The following discussion sets forth the inventors' own knowledge of certain technologies and/or problems associated therewith. Accordingly, this discussion is not an admission of prior art, and it is not an admission of the knowledge available to a person of ordinary skill in the art.
Automation and control systems make use of computers and/or microcontroller-based devices to “automate” the operation of other devices, machines, or appliances. For example, in home or building applications, an automation and control system may be configured to apply varying degrees of intelligence and automation to lighting, doors, window treatments, audio and video equipment, security systems, HVAC components, or the like. In industrial applications, automation and control systems may be configured to manage robotics systems, motors, machine vision equipment, assembly lines, or the like. Other applications include, for example, environmental monitoring, agriculture, law enforcement, military surveillance, etc. Generally speaking, automation and control systems may be employed in virtually any environment.
Typical elements of an automation and control system include sensors and controllers. In some cases, a single device may include both a sensor (e.g., a photodiode) and a controller (e.g., a circuit configured to control a switch to which a controlled device—a light bulb—is connected). In other cases, sensors and controllers may be distinct devices. It should be noted that, in various implementations, a given automation and control system might include tens or hundreds of disparate sensors and controllers, depending upon the system's complexity.

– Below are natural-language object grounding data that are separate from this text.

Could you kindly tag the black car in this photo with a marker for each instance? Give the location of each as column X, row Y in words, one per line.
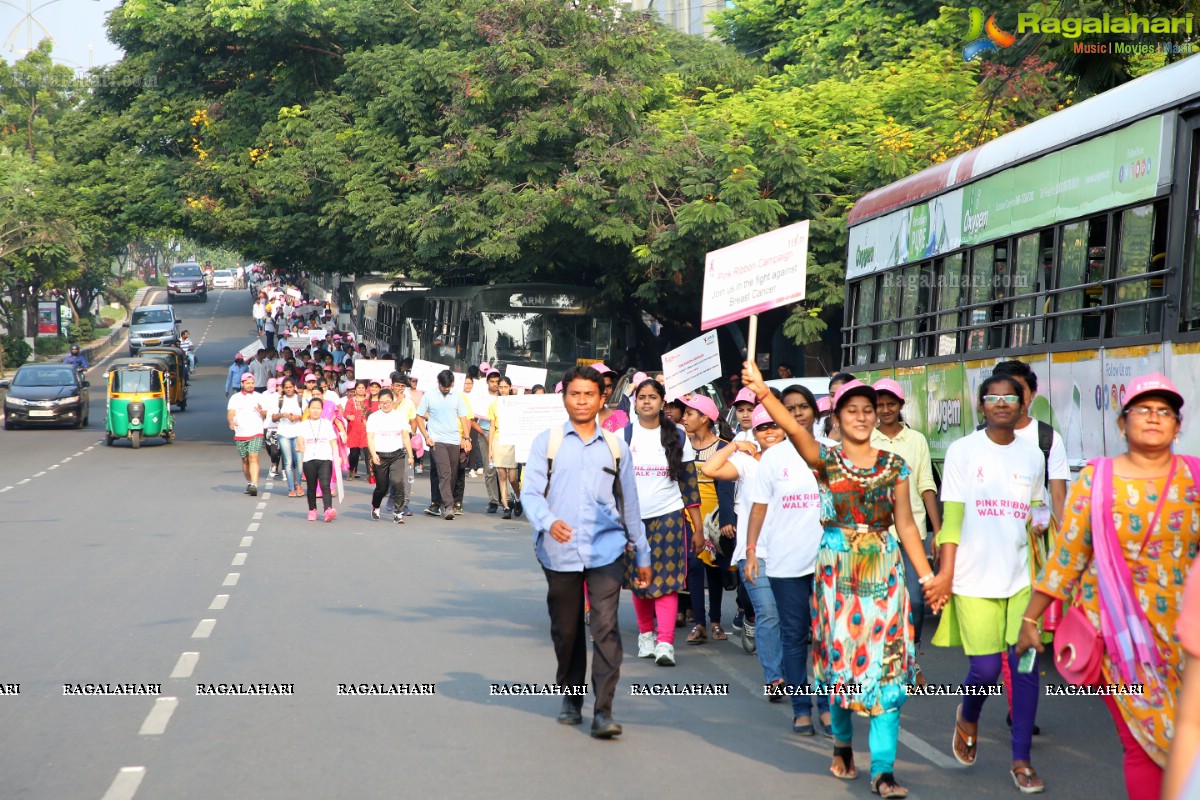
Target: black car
column 187, row 281
column 46, row 394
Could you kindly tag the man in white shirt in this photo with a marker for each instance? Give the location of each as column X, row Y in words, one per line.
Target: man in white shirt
column 245, row 414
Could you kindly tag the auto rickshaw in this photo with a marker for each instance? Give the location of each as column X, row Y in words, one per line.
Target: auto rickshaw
column 177, row 360
column 138, row 401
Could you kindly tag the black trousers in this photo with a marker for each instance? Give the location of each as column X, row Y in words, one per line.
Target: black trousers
column 564, row 600
column 390, row 474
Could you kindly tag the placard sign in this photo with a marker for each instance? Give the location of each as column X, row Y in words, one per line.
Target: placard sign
column 523, row 416
column 756, row 275
column 691, row 366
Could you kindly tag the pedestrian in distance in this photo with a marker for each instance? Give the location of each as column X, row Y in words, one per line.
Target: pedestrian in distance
column 317, row 443
column 993, row 489
column 585, row 518
column 245, row 414
column 1122, row 555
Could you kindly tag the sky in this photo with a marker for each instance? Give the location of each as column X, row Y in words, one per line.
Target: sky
column 72, row 24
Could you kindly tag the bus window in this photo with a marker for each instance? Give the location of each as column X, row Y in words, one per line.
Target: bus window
column 889, row 308
column 949, row 278
column 1024, row 284
column 1083, row 256
column 1141, row 248
column 864, row 312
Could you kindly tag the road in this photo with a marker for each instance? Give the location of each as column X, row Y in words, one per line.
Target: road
column 151, row 566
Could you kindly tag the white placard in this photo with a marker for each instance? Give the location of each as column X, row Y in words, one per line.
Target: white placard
column 373, row 368
column 691, row 366
column 523, row 416
column 527, row 377
column 756, row 275
column 426, row 373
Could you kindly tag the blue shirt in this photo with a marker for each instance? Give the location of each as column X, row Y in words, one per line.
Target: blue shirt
column 582, row 497
column 443, row 413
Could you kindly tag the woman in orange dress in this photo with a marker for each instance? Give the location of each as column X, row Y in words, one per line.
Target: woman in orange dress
column 1158, row 553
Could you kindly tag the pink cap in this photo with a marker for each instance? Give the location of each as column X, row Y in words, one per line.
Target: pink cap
column 759, row 416
column 1156, row 383
column 745, row 396
column 702, row 404
column 889, row 386
column 853, row 386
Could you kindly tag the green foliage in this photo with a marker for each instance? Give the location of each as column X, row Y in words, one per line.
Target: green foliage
column 16, row 350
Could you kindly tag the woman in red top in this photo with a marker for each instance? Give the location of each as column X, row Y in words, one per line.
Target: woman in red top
column 355, row 411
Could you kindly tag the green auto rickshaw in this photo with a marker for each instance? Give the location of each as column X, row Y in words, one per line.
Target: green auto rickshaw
column 138, row 401
column 177, row 360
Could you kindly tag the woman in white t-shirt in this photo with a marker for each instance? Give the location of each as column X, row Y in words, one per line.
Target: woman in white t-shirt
column 667, row 494
column 286, row 414
column 317, row 440
column 994, row 498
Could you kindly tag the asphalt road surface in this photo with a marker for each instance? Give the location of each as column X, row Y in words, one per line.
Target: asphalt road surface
column 153, row 567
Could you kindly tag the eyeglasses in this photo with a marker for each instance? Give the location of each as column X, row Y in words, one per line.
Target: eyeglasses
column 1146, row 410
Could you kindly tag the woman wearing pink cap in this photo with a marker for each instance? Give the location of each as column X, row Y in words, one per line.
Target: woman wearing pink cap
column 862, row 636
column 667, row 495
column 1123, row 553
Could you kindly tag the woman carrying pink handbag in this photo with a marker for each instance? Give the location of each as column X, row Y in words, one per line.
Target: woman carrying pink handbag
column 1123, row 557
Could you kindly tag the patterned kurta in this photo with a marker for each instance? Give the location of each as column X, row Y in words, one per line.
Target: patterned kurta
column 1158, row 578
column 862, row 632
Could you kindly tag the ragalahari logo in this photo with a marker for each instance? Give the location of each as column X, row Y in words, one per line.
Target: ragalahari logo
column 984, row 36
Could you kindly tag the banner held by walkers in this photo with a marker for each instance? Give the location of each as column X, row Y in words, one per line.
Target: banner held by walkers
column 756, row 275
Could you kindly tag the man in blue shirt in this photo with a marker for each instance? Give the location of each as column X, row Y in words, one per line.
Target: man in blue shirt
column 445, row 435
column 581, row 531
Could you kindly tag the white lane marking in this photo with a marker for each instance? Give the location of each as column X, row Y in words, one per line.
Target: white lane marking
column 204, row 629
column 185, row 666
column 160, row 715
column 126, row 783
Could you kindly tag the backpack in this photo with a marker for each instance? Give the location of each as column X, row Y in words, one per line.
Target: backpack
column 612, row 441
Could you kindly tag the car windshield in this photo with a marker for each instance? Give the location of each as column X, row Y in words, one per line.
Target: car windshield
column 137, row 380
column 43, row 378
column 157, row 316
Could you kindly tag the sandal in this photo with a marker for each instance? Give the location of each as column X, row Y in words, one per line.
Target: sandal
column 885, row 785
column 1029, row 776
column 967, row 755
column 846, row 753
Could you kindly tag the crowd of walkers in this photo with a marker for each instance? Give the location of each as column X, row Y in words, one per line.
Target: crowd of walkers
column 820, row 518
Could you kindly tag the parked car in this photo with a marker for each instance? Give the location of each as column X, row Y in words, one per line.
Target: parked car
column 46, row 394
column 153, row 325
column 186, row 281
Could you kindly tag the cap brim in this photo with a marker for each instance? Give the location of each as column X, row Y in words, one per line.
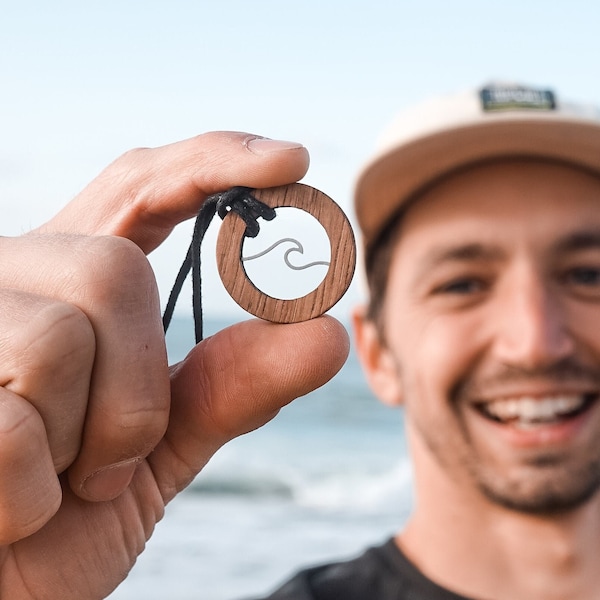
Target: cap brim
column 397, row 174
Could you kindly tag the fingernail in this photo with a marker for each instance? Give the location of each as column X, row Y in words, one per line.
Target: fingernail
column 107, row 483
column 266, row 145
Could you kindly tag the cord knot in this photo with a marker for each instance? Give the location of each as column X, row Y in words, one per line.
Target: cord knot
column 240, row 200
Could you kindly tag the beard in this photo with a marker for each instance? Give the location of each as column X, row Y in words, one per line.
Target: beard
column 542, row 482
column 551, row 486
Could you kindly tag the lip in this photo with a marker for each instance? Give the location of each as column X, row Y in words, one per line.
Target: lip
column 549, row 434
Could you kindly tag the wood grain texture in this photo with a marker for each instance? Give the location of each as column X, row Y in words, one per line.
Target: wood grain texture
column 333, row 286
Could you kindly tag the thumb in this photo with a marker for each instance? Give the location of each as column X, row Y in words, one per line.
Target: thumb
column 235, row 382
column 146, row 192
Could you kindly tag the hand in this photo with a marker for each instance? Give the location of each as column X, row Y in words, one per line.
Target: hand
column 97, row 434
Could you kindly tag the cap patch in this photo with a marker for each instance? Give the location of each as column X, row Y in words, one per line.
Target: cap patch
column 513, row 97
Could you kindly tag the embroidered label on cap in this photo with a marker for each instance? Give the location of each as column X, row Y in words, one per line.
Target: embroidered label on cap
column 512, row 97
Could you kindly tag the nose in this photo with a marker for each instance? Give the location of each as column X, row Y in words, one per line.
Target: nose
column 532, row 330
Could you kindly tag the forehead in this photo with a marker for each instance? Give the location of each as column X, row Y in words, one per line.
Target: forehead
column 503, row 203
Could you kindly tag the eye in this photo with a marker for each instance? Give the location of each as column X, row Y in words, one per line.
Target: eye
column 462, row 286
column 584, row 276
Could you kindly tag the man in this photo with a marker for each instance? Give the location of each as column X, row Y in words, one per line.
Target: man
column 480, row 217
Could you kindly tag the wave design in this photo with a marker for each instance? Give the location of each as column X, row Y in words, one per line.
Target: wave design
column 298, row 247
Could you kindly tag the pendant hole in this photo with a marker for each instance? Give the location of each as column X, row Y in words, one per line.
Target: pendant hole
column 290, row 256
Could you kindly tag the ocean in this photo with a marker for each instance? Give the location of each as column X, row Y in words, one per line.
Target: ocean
column 324, row 480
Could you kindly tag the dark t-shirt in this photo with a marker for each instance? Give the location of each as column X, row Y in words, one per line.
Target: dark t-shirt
column 381, row 573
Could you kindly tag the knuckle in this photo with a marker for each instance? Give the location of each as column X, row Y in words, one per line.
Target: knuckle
column 55, row 337
column 115, row 269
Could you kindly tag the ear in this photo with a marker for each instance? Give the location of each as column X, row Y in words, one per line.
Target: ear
column 376, row 358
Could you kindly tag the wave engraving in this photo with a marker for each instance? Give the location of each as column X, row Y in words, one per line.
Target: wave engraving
column 298, row 248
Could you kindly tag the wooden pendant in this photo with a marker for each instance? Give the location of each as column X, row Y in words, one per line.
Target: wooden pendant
column 330, row 290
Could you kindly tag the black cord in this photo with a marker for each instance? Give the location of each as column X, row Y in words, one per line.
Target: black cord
column 237, row 199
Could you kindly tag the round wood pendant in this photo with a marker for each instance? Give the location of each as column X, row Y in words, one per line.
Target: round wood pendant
column 339, row 273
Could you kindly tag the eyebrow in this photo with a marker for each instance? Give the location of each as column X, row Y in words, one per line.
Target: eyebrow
column 580, row 240
column 462, row 253
column 469, row 252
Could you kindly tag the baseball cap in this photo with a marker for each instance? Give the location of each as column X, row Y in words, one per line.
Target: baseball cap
column 443, row 134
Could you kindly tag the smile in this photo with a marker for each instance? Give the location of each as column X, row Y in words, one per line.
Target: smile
column 526, row 412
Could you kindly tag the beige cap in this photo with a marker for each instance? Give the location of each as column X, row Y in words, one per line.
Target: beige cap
column 443, row 134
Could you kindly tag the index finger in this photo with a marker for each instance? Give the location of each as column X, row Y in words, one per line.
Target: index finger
column 146, row 192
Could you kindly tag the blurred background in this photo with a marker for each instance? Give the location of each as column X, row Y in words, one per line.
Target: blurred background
column 82, row 83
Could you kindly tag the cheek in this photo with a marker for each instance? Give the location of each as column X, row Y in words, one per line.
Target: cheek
column 435, row 353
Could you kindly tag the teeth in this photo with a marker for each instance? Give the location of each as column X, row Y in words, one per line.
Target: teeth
column 526, row 410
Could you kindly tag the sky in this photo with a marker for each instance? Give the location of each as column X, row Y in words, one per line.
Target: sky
column 82, row 82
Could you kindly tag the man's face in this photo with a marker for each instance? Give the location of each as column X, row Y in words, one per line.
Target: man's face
column 492, row 326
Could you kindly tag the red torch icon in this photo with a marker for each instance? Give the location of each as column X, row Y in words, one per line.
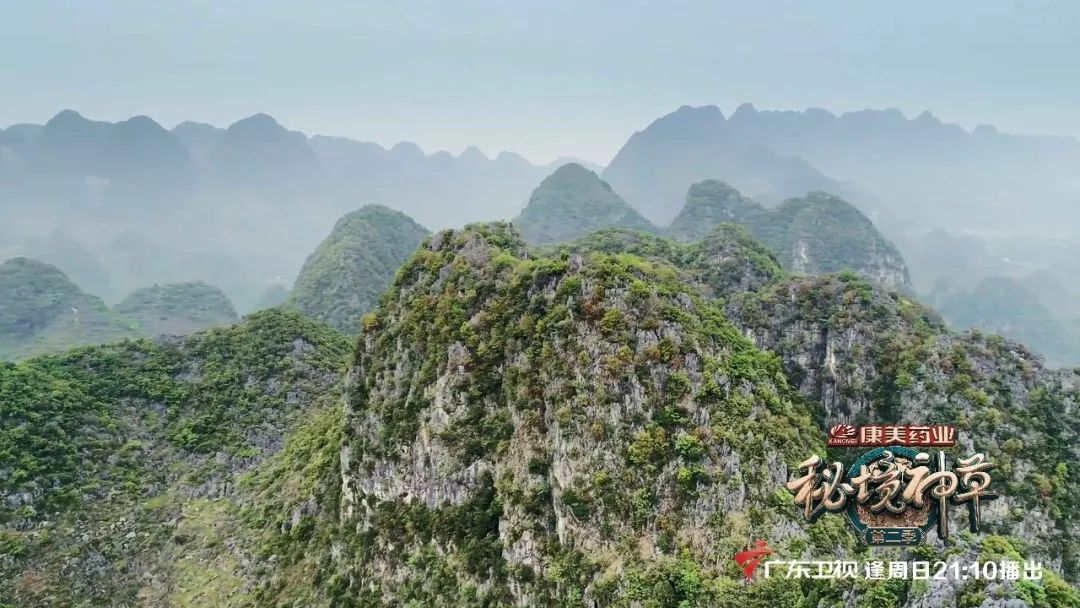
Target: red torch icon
column 748, row 559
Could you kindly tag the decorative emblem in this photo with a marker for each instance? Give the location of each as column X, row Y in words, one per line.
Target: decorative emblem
column 894, row 496
column 750, row 559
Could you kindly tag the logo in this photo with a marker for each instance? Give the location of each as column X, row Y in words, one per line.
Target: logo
column 877, row 435
column 751, row 558
column 894, row 494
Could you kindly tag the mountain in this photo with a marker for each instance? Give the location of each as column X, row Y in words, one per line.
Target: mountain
column 1003, row 306
column 274, row 295
column 177, row 309
column 439, row 188
column 257, row 153
column 137, row 157
column 928, row 172
column 343, row 278
column 658, row 163
column 516, row 429
column 43, row 311
column 66, row 253
column 812, row 234
column 127, row 463
column 572, row 202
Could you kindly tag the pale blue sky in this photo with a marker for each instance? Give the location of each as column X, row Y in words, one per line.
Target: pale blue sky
column 543, row 79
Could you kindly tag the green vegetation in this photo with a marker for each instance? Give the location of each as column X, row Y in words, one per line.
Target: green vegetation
column 103, row 447
column 812, row 234
column 349, row 270
column 43, row 311
column 177, row 309
column 572, row 202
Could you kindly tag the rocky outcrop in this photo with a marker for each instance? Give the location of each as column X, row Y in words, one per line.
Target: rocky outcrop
column 177, row 309
column 43, row 311
column 867, row 355
column 585, row 411
column 812, row 234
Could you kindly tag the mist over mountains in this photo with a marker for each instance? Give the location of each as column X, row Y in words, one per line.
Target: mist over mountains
column 123, row 205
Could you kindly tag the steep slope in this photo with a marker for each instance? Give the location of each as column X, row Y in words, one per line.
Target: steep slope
column 934, row 173
column 867, row 355
column 258, row 154
column 510, row 419
column 514, row 430
column 343, row 278
column 177, row 309
column 572, row 202
column 728, row 260
column 658, row 163
column 41, row 310
column 812, row 234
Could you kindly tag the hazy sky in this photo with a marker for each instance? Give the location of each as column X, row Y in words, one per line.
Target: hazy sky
column 543, row 79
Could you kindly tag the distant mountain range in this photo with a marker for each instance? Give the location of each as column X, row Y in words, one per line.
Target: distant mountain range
column 121, row 205
column 914, row 172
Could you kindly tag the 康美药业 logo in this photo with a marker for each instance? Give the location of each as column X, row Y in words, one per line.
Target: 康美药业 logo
column 895, row 492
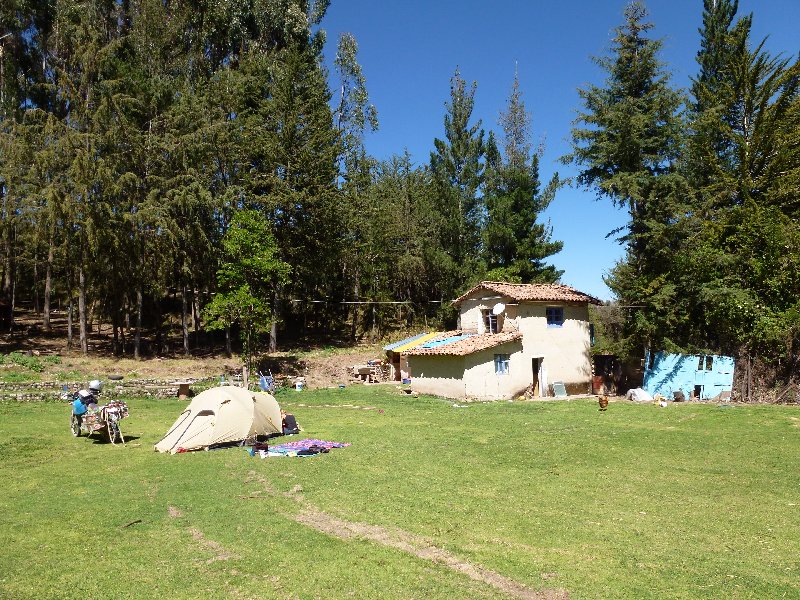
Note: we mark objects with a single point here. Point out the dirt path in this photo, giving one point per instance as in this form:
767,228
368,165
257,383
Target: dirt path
400,540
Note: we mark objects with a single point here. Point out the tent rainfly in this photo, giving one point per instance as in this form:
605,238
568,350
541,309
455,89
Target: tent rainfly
220,415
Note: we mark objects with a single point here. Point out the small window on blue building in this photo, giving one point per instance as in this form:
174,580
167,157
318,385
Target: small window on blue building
555,316
501,362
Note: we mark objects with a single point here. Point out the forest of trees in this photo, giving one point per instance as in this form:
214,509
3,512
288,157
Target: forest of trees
710,179
195,162
197,158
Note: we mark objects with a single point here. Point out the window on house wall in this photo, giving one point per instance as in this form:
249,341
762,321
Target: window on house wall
489,321
501,364
555,316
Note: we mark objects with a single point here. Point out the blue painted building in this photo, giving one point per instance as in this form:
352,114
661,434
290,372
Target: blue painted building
703,376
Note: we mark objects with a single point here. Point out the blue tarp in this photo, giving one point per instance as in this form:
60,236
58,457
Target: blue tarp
455,338
708,374
404,342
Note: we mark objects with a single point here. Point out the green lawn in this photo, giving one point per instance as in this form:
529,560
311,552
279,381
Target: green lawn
493,500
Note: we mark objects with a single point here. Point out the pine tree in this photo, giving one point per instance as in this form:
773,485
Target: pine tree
457,167
626,141
515,245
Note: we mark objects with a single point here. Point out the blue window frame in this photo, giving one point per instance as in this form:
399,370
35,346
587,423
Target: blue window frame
501,364
555,316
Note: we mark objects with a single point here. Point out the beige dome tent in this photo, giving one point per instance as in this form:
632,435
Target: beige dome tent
219,415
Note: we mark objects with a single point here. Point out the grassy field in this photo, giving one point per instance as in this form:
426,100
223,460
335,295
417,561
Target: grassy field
495,500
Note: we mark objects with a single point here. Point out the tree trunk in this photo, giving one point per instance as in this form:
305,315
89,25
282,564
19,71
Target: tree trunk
185,320
273,329
82,310
36,277
69,322
48,286
137,340
115,330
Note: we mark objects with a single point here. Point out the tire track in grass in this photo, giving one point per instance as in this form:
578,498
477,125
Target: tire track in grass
405,542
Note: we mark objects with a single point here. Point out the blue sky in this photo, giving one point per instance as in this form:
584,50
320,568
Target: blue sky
409,49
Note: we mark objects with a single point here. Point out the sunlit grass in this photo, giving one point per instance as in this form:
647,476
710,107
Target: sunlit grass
692,501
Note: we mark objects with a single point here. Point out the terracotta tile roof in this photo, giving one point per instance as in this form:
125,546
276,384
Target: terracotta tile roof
466,345
541,292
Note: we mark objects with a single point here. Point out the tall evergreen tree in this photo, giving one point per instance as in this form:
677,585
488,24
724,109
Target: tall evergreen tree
515,244
626,141
457,166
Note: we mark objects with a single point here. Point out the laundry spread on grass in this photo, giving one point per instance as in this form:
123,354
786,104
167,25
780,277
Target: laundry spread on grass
307,447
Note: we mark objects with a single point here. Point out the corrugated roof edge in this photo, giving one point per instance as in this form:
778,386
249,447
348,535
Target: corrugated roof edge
532,292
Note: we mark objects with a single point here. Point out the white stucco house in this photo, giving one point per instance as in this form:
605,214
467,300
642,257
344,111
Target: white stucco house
512,338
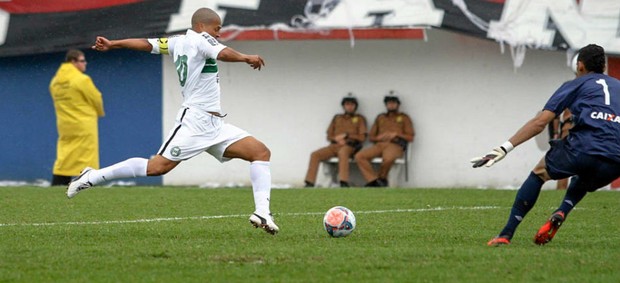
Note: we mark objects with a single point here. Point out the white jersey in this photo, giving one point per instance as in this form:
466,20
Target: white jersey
195,57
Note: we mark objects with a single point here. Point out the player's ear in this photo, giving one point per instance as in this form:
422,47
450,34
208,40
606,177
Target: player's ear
581,68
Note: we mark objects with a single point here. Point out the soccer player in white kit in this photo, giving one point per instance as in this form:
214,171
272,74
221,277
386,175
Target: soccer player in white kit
199,125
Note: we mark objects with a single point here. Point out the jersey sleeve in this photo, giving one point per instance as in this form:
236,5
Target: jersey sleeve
210,47
162,45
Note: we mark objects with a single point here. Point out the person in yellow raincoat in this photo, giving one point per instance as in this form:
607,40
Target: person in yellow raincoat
78,104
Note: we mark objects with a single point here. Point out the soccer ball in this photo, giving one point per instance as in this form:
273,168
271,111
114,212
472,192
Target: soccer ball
339,221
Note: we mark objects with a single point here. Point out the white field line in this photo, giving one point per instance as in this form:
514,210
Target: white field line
411,210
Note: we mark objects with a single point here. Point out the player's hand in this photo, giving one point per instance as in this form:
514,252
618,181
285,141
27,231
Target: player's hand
255,61
490,158
102,44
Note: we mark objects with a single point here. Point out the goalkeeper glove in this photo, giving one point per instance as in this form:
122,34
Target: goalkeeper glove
492,157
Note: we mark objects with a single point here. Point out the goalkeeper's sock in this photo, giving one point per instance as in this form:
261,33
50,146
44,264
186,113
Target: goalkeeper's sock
574,194
130,168
524,201
260,175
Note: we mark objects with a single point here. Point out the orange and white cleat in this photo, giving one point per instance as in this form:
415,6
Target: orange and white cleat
547,231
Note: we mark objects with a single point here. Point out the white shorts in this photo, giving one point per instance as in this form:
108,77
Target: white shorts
196,131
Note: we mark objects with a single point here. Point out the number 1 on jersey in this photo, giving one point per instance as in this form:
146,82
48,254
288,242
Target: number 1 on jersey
181,63
605,90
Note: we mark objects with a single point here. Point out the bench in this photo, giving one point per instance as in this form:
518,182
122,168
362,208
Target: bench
329,178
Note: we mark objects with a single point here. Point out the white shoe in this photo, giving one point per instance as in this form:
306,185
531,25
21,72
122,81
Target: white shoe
79,183
266,223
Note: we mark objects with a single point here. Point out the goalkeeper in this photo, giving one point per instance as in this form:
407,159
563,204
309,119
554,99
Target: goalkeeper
590,153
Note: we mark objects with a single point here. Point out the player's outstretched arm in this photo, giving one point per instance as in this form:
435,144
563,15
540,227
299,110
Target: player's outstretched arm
532,128
230,55
103,44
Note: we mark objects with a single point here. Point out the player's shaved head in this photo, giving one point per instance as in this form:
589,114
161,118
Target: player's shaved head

Most automation and control software programs are written, compiled, and executed on a single computer, sometimes referred to as the “head of control.” The inventors hereof have determined, however, that such a technique is only appropriate when the devices controlled by the head of control are within its reach. In those cases, the head of control may be capable of determining, in a reasonable amount of time, all the information needed in order to make its automation decisions. Often, such information is obtained from one or more devices via a network connection. The head of control may then be able to control a corresponding device(s), also in a reasonable amount of time, via the network connection.
In highly distributed environments or environments where there are many devices and/or long distances involved, however, the foregoing techniques do not work. For example, there are situations where the head of control must communicate with multiple devices, one at a time, and make a decision each time a different device replies. In these situations, varying degrees of latency in communications between the head of control and the remote device often lead to scalability problems.
Moreover, control and automation systems can have very dynamic properties. At any given time, the number of devices in a system may increase or decrease, the physical or geographical location of one or more devices may change, network connections may go down and later be re-established, certain communication channels may have better characteristics than others, etc. Generally speaking, every time a modification is made to a device or connection in the system, the program executed by the head of control needs to be modified in order to accommodate that change.